Vêtu d’un costume gris, chemise blanche, le porte-parole, non moins conseiller de Maurice Kamto s’entretient brièvement avec l’un de ses avocats, Me Sother Menkem. Ensuite, il s’enquiert des nouvelles auprès des membres de sa famille venus lui porter assistance.Il confie les conditions de son séjour en prison :” Depuis que je suis en prison, je me suis assigné la mission de cultiver davantage le champ moral que je ne cesse de partager avec les autres. C’est le lieu par excellence où je devrais être,”fait-t-il savoir quelques minutes avant son passage devant la barre, dans le cadre de l’audience d’Habeas corpus.
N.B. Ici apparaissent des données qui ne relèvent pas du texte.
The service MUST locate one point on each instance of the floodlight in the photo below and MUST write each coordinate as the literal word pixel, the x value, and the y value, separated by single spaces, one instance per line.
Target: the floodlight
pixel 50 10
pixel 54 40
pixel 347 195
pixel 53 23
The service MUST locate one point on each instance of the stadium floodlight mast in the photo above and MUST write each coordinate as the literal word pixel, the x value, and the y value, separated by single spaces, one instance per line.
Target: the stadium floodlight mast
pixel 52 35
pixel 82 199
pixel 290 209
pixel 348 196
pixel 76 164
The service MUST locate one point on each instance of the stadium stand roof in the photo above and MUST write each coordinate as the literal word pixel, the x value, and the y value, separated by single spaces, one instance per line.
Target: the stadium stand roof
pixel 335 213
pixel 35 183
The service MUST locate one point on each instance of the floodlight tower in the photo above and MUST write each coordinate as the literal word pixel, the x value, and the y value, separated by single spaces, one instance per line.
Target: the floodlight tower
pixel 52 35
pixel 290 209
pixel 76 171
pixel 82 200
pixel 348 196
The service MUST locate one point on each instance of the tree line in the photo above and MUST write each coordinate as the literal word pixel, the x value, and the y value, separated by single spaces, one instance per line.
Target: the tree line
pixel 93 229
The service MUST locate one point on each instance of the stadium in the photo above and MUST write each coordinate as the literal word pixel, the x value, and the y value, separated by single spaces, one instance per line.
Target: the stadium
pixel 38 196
Après son audition, Olivier Bibou Nissack se rend à l’extérieur :” Nous allons bientôt rentrer dans ce joli camion payé par l’argent du contribuable camerounais”, déclare-t-il en pointant le véhicule de la prison centrale de Kondengui du doigt. Le professeur Alain Fogue et lui, suivis des autres détenus se dirigent ensuite vers le véhicule. A bord du véhicule, les militants du Mrc entonnent: ” Atanga Nji Power yéyé power, Atanga Nji power Nji Power yéyé power, Kamto Power super Power, Kamto Power super Power. Kamto, président ! Kamto, président !” Après l’embarquement des détenus, la camionnette retourne à la prison centrale de Kondengui où le séjour des prévenus devra se prolonger jusqu’au 29 décembre, date de la prochaine audience.